Incredible many metrics exported from meta and compute nodes

risingwavelabs / risingwave

Best-in-class stream processing, analytics, and management. Perform continuous analytics, or build event-driven applications, real-time ETL pipelines, and feature stores in minutes. Unified streaming and batch. PostgreSQL compatible.

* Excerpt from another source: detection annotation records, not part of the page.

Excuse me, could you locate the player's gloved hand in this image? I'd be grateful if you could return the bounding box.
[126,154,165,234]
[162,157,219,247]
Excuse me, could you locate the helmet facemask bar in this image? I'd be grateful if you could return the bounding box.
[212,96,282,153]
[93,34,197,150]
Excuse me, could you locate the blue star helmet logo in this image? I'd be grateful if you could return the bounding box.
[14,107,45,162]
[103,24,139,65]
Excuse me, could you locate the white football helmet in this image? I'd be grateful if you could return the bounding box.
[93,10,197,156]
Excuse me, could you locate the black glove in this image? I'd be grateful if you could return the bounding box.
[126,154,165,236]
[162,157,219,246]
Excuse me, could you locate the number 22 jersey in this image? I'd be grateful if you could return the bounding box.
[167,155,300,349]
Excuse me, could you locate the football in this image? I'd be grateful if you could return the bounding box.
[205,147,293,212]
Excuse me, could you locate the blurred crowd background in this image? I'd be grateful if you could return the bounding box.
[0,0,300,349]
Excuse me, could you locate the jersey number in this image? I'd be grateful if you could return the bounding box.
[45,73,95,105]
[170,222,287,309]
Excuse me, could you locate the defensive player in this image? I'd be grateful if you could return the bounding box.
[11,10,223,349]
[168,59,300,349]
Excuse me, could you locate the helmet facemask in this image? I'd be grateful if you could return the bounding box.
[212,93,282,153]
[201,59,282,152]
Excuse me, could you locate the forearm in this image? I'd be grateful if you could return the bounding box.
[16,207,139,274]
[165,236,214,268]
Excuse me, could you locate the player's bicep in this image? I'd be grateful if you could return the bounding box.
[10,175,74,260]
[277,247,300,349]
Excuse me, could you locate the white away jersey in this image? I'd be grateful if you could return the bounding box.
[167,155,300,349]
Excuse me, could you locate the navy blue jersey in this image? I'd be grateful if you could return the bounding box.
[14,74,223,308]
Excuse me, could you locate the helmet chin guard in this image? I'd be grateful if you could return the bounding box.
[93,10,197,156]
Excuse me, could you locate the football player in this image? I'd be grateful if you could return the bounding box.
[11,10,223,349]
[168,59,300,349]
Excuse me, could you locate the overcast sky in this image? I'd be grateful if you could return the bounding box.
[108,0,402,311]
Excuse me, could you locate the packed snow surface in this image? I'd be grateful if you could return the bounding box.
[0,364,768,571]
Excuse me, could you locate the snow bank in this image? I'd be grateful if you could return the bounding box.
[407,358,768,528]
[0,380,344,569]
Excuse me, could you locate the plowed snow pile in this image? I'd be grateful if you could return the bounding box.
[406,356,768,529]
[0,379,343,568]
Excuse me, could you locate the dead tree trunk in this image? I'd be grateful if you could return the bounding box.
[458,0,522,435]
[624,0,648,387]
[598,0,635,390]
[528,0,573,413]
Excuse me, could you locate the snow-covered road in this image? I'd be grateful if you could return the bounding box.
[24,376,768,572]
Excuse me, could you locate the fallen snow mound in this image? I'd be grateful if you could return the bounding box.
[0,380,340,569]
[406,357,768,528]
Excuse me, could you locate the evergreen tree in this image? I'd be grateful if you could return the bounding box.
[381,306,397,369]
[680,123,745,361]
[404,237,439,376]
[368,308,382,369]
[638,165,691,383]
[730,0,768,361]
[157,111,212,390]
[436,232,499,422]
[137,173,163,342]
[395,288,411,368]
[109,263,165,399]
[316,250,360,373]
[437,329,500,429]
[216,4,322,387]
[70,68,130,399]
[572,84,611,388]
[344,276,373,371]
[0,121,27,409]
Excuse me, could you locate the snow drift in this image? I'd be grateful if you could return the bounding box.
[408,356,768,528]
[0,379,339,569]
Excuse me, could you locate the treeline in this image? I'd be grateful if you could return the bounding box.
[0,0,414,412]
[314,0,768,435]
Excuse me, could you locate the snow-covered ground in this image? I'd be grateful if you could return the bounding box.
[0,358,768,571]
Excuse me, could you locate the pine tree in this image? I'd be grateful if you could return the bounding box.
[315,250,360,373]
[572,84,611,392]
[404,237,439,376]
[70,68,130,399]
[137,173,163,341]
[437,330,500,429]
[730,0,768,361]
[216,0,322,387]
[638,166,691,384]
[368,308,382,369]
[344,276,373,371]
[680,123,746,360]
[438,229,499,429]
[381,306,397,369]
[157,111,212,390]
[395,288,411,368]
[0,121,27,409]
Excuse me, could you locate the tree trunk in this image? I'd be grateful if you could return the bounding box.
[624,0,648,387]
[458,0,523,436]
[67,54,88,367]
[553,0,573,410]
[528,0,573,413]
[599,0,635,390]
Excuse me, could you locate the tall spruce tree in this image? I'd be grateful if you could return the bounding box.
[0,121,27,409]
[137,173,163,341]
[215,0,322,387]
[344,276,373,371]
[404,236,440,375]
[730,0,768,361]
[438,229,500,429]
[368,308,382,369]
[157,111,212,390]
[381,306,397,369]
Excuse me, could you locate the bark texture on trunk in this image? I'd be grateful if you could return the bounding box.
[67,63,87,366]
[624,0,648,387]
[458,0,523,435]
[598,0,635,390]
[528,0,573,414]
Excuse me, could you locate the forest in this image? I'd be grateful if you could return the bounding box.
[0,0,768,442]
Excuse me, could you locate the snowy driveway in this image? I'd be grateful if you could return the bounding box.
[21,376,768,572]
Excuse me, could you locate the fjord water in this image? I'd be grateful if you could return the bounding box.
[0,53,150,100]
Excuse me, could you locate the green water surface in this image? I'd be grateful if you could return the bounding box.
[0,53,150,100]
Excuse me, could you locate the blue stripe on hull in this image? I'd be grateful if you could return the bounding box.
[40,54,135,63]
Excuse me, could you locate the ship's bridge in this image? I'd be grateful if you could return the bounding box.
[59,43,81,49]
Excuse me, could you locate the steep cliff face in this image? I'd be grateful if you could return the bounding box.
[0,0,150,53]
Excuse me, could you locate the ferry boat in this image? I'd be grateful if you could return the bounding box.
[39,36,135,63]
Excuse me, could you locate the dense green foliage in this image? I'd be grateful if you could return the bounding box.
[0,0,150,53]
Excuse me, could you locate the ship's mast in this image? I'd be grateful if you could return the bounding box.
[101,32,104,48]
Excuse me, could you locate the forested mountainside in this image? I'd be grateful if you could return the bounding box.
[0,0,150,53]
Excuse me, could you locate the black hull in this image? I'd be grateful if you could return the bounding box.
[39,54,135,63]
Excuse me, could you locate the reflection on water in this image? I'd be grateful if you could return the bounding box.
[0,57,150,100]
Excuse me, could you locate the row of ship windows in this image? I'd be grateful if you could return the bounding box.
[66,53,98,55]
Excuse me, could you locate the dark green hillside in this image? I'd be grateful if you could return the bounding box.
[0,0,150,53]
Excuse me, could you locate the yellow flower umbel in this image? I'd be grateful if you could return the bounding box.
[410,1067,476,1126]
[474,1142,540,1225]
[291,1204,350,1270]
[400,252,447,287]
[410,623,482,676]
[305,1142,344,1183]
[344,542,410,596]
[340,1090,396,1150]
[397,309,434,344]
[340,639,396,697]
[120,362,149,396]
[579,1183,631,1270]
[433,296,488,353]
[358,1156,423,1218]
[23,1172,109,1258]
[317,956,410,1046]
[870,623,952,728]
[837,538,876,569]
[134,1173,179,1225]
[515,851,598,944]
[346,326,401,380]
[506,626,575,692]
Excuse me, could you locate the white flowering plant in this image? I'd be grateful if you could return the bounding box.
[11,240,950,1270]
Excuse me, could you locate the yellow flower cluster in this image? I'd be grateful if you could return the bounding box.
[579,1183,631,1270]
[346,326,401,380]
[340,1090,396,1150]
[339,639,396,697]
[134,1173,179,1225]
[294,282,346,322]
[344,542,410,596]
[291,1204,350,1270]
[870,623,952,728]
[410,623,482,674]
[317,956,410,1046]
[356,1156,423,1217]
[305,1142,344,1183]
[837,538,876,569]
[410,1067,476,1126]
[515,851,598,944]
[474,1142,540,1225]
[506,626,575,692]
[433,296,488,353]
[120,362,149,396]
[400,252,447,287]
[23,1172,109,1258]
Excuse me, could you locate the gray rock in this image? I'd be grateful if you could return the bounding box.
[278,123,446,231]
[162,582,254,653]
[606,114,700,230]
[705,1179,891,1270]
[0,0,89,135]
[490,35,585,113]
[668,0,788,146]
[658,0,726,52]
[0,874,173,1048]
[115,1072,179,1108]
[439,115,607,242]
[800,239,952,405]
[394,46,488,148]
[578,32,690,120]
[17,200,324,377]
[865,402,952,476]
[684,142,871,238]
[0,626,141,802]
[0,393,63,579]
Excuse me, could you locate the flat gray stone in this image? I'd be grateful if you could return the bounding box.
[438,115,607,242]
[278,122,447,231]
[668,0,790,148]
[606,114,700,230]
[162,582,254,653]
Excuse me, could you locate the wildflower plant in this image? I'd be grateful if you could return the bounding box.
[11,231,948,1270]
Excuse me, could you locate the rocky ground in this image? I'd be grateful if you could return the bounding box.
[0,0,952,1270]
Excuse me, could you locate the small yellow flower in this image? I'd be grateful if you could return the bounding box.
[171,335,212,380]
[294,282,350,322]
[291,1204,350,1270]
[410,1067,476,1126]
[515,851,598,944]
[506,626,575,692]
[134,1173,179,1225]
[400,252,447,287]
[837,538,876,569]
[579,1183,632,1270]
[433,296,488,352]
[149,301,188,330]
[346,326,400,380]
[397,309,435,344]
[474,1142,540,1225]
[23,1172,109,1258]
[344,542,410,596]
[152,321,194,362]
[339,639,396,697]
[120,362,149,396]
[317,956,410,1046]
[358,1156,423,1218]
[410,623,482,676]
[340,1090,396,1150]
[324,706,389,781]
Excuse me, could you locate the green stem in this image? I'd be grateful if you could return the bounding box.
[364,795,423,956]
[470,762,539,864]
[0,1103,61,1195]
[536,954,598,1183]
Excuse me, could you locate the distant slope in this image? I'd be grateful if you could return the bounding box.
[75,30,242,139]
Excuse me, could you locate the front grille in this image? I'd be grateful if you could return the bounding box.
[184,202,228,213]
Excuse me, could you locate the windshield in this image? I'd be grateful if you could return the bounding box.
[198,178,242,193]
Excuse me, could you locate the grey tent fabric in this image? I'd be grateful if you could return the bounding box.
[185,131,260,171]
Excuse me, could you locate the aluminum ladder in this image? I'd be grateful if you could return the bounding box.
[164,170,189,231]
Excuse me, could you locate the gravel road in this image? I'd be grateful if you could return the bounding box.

https://go.risingwave.com/slack

Apache License 2.0

6.89k stars 570 forks source link

Incredible many metrics exported from meta and compute nodes #14821

Closed arkbriar closed 3 months ago

arkbriar commented 8 months ago

Describe the bug

As title. Top ones:

From meta, metrics.txt

31072 actor_info
2994 storage_version_stats
1206 table_info

From compute metrics.compute.txt

18229 stream_actor_output_buffer_blocking_duration_ns
11568 block_efficiency_histogram_bucket
10375 stream_actor_input_buffer_blocking_duration_ns
10375 stream_actor_in_record_cnt
10359 stream_actor_out_record_cnt
4698 state_store_sst_store_block_request_counts
4576 stream_join_barrier_align_duration_bucket
3294 stream_executor_row_count
3132 state_store_iter_scan_key_counts
2929 stream_join_matched_join_keys_bucket
2467 stream_memory_usage
2467 lru_evicted_watermark_time_ms
2349 state_store_read_req_positive_but_non_exist_counts
2349 state_store_read_req_check_bloom_filter_counts
2349 state_store_read_req_bloom_filter_positive_counts

Error message/log

No response

To Reproduce

No response

Expected behavior

No response

How did you deploy RisingWave?

No response

The version of RisingWave

nightly-20240125-disable-embedded-tracing

Additional context

No response

fuyufjh commented 7 months ago

31072 actor_info

The number "31072" reminds me of the case that the longevity test runs a lot of actors parallelly. If I remember correctly, the total number of actors is exactly 31072. The workload of longevity test might be a little bit extreme, but this is what it's designed to do.

Other metrics in CN are also because of the big amount of actors and tables.

For now, I don't have any better ideas to reduce the size. Recording metrics at actor level sounds totally reasonable to me.

fuyufjh commented 7 months ago

Particularly regarding of actor_info, this is a "dummy" metrics storing actor information as labels and the value is always 1. This is because in Prometheus data model, this seems to be the only way to a table. Without it, one needs to access the RisingWave psql endpoint, which might not be always available.

arkbriar commented 7 months ago

Recording metrics at actor level sounds totally reasonable to me.

It is until there are too many actors. The number amplifies when there are more than one nodes and the actors scheduled around.

xxchan commented 7 months ago

Recording metrics at actor level sounds totally reasonable to me.

It is until there are too many actors. The number amplifies when there are more than one nodes and the actors scheduled around.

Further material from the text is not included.